Assistant Professor

Areas of Specialization: comparative political economy; international political economy; business-state relations; institutional change; antitrust; intellectual property rights; the politics of economic ideas; European politics.

Erik Peinert an assistant professor of Political Science at Boston University. He is a comparative and international political economist, and his research focuses on the political economy of advanced industrial states and the politics of economic policymaking, particularly in the domain competition and market power. This incorporates diverse topics such as trade policy, industrial policy, and intellectual property, and draws theoretically from different disciplines, such at sociology, psychology, and economics.

His book project, Monopoly Politics: Price Competition, Learning, and the Evolution of Policy Regimes (under contract with oxford University Press), seeks to understand why many industrialized countries have alternated in the long run between national policy regimes in favor of enforcing price competition on one hand, and supporting market power and domestic monopolies on the other.

His academic research has been published in the Review of International Political Economy and World Politics.

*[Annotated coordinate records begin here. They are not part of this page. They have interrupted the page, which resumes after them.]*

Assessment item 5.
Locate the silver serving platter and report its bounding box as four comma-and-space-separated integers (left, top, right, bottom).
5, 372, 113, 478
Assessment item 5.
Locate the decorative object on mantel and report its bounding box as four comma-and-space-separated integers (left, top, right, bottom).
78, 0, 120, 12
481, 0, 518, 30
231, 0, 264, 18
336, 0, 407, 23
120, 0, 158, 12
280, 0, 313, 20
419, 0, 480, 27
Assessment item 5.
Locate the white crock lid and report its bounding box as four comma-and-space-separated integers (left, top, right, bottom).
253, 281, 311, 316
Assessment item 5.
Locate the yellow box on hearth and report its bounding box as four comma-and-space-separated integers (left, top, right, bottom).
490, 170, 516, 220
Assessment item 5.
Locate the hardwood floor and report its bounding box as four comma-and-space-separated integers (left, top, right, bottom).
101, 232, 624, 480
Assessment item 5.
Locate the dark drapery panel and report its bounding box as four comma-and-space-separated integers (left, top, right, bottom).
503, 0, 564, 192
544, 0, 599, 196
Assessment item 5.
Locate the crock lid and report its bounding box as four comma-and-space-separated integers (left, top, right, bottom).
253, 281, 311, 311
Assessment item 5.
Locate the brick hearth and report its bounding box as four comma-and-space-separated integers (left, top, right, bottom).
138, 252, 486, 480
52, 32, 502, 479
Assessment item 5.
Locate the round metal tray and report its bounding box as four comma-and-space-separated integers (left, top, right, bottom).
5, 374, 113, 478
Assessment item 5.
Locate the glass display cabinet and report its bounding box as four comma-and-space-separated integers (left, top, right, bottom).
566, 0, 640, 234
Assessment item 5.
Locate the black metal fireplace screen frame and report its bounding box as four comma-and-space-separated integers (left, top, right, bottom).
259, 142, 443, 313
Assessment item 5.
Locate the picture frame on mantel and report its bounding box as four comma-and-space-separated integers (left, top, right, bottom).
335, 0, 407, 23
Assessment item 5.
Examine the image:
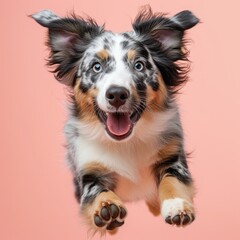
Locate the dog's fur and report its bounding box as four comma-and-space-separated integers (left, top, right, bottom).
32, 8, 201, 233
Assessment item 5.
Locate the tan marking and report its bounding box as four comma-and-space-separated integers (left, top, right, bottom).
158, 138, 181, 161
159, 175, 195, 209
73, 78, 98, 122
147, 73, 168, 112
97, 49, 109, 60
128, 50, 137, 61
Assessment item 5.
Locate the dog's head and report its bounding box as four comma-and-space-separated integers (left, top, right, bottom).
32, 8, 198, 140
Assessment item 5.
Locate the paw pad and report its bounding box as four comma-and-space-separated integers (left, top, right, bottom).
94, 202, 127, 230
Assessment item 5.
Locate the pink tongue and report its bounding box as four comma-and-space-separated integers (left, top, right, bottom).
107, 113, 131, 136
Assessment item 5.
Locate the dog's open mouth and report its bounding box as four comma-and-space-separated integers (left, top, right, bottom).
106, 112, 133, 140
98, 110, 138, 140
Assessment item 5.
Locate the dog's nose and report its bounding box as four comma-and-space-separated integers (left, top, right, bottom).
106, 86, 130, 108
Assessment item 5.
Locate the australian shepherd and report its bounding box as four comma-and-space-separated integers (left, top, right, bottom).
32, 7, 199, 233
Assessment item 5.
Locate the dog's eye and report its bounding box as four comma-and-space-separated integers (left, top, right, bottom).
92, 63, 102, 73
134, 61, 144, 72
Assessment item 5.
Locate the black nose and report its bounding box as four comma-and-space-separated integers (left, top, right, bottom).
106, 86, 130, 108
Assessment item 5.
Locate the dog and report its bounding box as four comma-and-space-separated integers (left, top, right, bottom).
32, 7, 199, 233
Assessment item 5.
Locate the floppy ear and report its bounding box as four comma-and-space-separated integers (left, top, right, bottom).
133, 7, 199, 61
31, 10, 103, 86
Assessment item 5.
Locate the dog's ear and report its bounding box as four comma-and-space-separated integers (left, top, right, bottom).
133, 7, 199, 61
31, 10, 103, 86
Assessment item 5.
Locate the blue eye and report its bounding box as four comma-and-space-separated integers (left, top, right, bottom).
134, 61, 144, 72
92, 63, 102, 73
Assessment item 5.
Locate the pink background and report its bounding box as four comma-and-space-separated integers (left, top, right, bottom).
0, 0, 240, 240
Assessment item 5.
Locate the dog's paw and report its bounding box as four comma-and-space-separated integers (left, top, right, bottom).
94, 200, 127, 230
161, 198, 195, 227
88, 191, 127, 233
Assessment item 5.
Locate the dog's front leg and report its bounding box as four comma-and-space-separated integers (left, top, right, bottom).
74, 162, 127, 232
155, 150, 195, 226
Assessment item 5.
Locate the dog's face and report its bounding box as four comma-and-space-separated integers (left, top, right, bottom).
33, 9, 198, 141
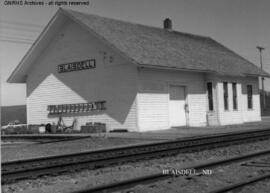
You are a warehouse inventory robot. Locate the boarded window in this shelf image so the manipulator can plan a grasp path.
[247,85,253,109]
[207,82,214,111]
[232,82,238,110]
[223,82,229,110]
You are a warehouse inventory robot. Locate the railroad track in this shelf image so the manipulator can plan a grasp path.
[72,149,270,193]
[2,129,270,184]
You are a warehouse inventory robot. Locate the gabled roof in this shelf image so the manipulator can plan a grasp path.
[9,9,270,82]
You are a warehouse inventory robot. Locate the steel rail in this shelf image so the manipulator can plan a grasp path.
[2,129,270,183]
[209,173,270,193]
[72,149,270,193]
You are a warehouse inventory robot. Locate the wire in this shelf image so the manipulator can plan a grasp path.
[0,38,33,44]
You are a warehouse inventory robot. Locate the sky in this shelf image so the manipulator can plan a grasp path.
[0,0,270,106]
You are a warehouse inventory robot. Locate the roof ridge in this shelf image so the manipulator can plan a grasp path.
[61,8,212,39]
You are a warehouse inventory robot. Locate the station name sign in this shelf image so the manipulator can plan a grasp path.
[48,101,106,115]
[57,59,96,73]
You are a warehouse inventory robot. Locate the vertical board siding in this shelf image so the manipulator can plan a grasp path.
[137,70,207,131]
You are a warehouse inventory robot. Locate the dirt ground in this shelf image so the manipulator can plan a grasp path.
[2,140,270,193]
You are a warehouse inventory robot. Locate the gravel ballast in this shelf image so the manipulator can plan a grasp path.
[2,140,270,193]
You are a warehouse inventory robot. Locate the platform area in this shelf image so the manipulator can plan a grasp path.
[1,117,270,162]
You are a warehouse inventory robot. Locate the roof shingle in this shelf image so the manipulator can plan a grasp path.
[64,10,269,76]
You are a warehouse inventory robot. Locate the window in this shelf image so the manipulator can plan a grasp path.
[223,82,229,110]
[247,85,253,109]
[207,82,214,111]
[232,82,238,110]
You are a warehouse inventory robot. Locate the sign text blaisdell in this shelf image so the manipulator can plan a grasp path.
[57,59,96,73]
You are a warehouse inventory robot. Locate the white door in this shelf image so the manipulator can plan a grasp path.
[169,86,186,127]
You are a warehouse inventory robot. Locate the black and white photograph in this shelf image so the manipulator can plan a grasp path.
[0,0,270,193]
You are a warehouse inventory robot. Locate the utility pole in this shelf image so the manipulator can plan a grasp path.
[256,46,266,110]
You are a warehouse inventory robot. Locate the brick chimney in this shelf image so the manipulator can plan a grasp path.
[163,18,172,30]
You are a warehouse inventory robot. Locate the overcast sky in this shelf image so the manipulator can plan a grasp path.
[0,0,270,106]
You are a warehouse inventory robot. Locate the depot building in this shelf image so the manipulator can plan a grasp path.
[8,9,269,131]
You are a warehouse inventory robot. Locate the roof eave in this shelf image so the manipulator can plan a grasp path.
[138,64,217,74]
[7,8,66,83]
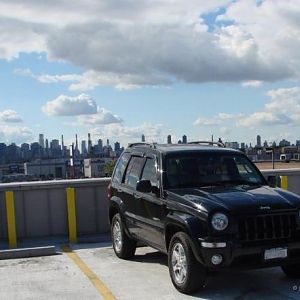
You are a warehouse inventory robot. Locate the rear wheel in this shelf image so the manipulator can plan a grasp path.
[281,264,300,278]
[168,232,206,294]
[111,214,136,259]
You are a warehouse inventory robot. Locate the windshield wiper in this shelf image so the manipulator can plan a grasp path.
[218,179,261,185]
[200,179,261,187]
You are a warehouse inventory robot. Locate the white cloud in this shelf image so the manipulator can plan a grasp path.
[0,109,23,123]
[90,123,165,145]
[194,112,244,126]
[42,94,97,116]
[0,0,300,91]
[78,107,123,125]
[242,80,263,87]
[35,74,82,83]
[220,126,232,136]
[0,125,33,144]
[237,111,292,128]
[194,118,221,126]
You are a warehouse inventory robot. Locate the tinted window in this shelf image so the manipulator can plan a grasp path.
[141,158,158,187]
[166,152,264,188]
[124,156,144,188]
[112,153,129,183]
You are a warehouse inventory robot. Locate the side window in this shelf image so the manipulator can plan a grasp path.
[112,153,129,183]
[141,158,158,187]
[124,156,143,188]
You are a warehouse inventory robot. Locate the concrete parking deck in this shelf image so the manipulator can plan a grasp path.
[0,243,300,300]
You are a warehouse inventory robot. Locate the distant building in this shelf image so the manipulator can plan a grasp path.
[39,133,45,149]
[256,135,261,148]
[279,139,291,147]
[83,158,112,178]
[24,158,68,179]
[225,142,240,149]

His public writing has appeared in Promarket, The Hill, Persuasion, and American Affairs.

Peinert completed his PhD in political science at Brown University in 2020. Prior to coming to Boston University, he was a research manager at the American Economic Liberties Project, a DC-based think tank focused on antimonopoly policy. He has had had research affiliations with the Rhodes Center for International Finance at Brown University, Johns Hopkins SAIS, the Center for European Studies at Sciences Po in Paris, and the Max Planck Institute for European Legal History.